Ramification du Corps des gardiens de la révolution islamique (CGRI), les miliciens Bassidji ont actuellement pour chef le général de brigade du CGRI, Mohammad-Reza Naqdi.

Vu le chômage galopant et la pauvreté grandissante qui frappe la population iranienne, les Gardiens de la révolution, les Pasdaran, offrent des avantages financiers attractifs et bénéfices diverses pour recruter de nouveaux effectifs qui seraient par la suite disponibles pour participer à la répression de la protestation populaire grandissante.

« Cette année, plus de 485 millions de dollars ont été consacrés à la Force Bassidj » a annoncé le général Naqdi lors d'une réunion secrète à Chahr-e Kord, ville du centre de l'Iran.

Pour renforcer les liens entre l'organisation militaire et sécuritaire du CGRI et le gouvernement Ahmadinejad, des terrains de construction de logements sont cédés aux cadres du CGRI qui, contrairement aux autres administrations gouvernementales, bénéficient des avantages tels que des crédits à taux bas, des salaires élevés, bonus, logement et d'autres avantages incitatifs.

Ces dernières semaines, il a été question, dans les médias officiels, de l'implication du CGRI dans la gestion des projets immobiliers dans le cadre du Plan de construction de logements Mehr, destiné à offrir des logements neufs au personnel du CGRI et de Bassidj.

Naqdi a souligné que ces plans étaient destinés à assurer la présence du personnel Bassidj sur le théâtre des événements importants.

« En application des consignes du Guide suprême (Ali Khamenei) pour l'année en cours, nous accorderons une priorité particulière au développement des activités des Bassidjis, notamment des activités de la jeunesse dans les mosquées ainsi que dans le cadre des programmes culturels », a-t-il ajouté.

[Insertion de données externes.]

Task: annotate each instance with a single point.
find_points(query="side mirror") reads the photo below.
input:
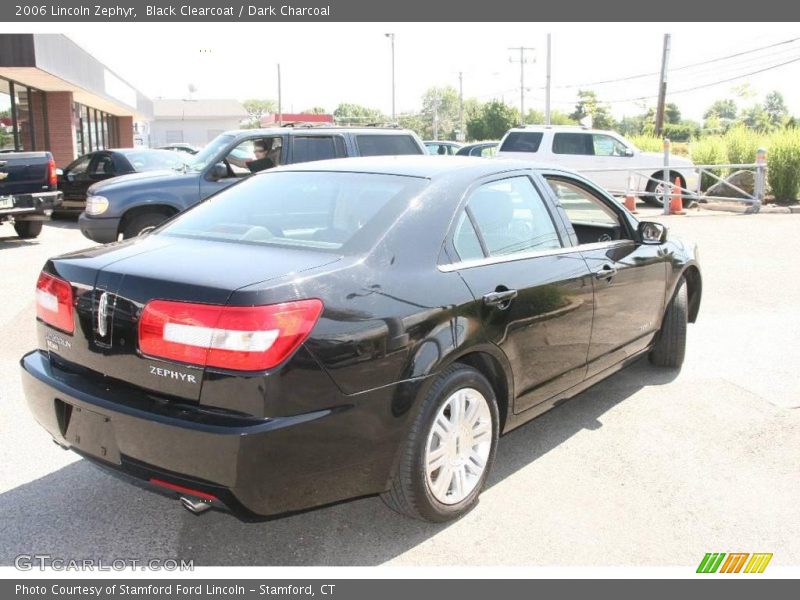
(218, 171)
(652, 233)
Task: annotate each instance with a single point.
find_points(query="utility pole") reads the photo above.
(547, 93)
(662, 86)
(461, 135)
(280, 110)
(391, 36)
(522, 61)
(436, 117)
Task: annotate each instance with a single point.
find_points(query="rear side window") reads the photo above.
(522, 141)
(310, 148)
(386, 145)
(510, 217)
(325, 211)
(573, 143)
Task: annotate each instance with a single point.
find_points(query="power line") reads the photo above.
(681, 68)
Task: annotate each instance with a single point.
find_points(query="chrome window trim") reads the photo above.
(492, 260)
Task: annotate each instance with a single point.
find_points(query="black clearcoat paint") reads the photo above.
(327, 424)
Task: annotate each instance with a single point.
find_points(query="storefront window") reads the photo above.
(6, 120)
(22, 104)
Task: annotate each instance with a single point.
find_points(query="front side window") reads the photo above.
(510, 217)
(325, 211)
(605, 145)
(573, 143)
(522, 141)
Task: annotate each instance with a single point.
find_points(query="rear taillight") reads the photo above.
(241, 338)
(54, 303)
(52, 177)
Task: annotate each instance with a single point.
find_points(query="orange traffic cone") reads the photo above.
(676, 202)
(630, 202)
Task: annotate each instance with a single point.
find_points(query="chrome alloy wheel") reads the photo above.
(458, 446)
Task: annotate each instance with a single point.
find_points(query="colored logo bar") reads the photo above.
(734, 562)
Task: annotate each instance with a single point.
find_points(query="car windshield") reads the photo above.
(199, 161)
(327, 211)
(154, 160)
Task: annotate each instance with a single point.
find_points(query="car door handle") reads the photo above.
(499, 298)
(607, 272)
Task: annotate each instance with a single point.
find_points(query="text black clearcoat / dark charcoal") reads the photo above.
(329, 423)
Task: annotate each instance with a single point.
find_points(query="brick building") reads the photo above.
(58, 97)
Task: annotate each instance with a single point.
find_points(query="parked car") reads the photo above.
(483, 149)
(348, 327)
(438, 147)
(28, 192)
(131, 204)
(604, 156)
(100, 165)
(181, 147)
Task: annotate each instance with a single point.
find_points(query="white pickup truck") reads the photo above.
(603, 156)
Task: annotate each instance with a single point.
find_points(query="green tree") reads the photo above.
(589, 106)
(440, 105)
(672, 114)
(723, 109)
(756, 117)
(257, 108)
(355, 114)
(494, 120)
(776, 110)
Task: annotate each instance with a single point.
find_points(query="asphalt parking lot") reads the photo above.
(648, 468)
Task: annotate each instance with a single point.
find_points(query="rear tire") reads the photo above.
(450, 449)
(670, 347)
(141, 222)
(28, 230)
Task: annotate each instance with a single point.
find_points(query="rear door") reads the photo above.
(533, 292)
(629, 278)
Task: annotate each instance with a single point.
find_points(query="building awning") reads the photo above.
(54, 63)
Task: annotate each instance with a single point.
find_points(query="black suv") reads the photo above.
(130, 204)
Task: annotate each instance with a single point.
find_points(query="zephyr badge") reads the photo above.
(102, 315)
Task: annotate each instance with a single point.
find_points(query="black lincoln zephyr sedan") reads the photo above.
(350, 327)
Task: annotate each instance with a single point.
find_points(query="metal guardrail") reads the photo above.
(754, 200)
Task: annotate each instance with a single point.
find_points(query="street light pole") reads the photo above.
(391, 37)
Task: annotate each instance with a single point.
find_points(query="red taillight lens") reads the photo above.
(52, 178)
(54, 303)
(241, 338)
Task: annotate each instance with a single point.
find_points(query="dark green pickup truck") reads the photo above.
(28, 192)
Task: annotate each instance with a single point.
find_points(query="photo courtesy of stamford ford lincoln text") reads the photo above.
(298, 299)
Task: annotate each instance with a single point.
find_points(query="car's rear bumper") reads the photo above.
(32, 207)
(253, 466)
(103, 231)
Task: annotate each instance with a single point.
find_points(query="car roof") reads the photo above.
(571, 128)
(305, 129)
(428, 167)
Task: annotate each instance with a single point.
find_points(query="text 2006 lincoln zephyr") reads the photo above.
(351, 327)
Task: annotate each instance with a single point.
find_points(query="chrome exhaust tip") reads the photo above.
(194, 505)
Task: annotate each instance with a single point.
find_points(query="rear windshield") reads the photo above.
(522, 141)
(336, 212)
(386, 145)
(154, 160)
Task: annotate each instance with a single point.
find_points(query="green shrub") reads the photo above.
(741, 145)
(783, 164)
(710, 150)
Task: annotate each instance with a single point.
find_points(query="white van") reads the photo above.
(585, 149)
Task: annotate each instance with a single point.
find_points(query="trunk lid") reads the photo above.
(113, 283)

« La mise en œuvre des programmes éducatifs pour deux millions de recrus dans le secteur public ainsi que l'entraînement d'un million d'activistes Bassidjis et leur organisation en cellules différentes, font partie des plans exécutifs les plus importants au sein du Bassidj ».

Il a également annoncé que la Force Bassidj avait transféré la plupart de ses activités militaires aux forces terrestres du CGRI, se consacrant principalement aux activités culturelles et scientifiques afin de favoriser le recrutement de plus d'effectifs.

S'adressant à une réunion récente dans la ville portuaire Bandar-Abbas, Mansour Meymaneh, le commandant en chef adjoint de la division « Imam Sadjad » du CGRI dans la Province Hormuzgan dans le sud, a déclaré qu'une ligne de crédit de 6 millions de dollars avait été créée pour financer les crédits divers accordés au personnel Bassidji dans cette province.

« Vue la guerre « douce » menée par l'ennemi contre les valeurs de la révolution et de l'Islam, les Bassidji jouent un rôle des plus importants dans la propagation des valeurs religieuses et idéologiques », a-t-il déclaré.

Hossein Qodiani, directeur de l'Organisation des étudiants Bassidjis, rapporte que la Commission des affaires culturelles et de recherche du parlement a voté une résolution pour allouer un budget de 4 millions de dollars aux activités de recherche de son organisation. Qodiani espère que cet argent pourrait être efficacement utilisé par les centres de recherche des étudiants Bassidjis et que l'on pourrait voir cette somme augmentée pour l'année prochaine.

Le général Naqdi a déclaré également vouloir créer des groupes « djihadistes » pouvant offrir de l'assistance sociale pour faciliter le recrutement d'un nombre plus grand d'agents. La Force Bassidj dépense de larges sommes d'argent pour des projets divers dans le cadre des programmes estivaux comme un moyen d'attirer davantage de nouvelles troupes.

Le commandant en chef des Pasdaran à Hamadan, ville de l'ouest du pays, le général de brigade Abdorreza Azadi, a indiqué qu'au moins un million de dollars avait été consacré aux camps d'entraînement « djihadistes ».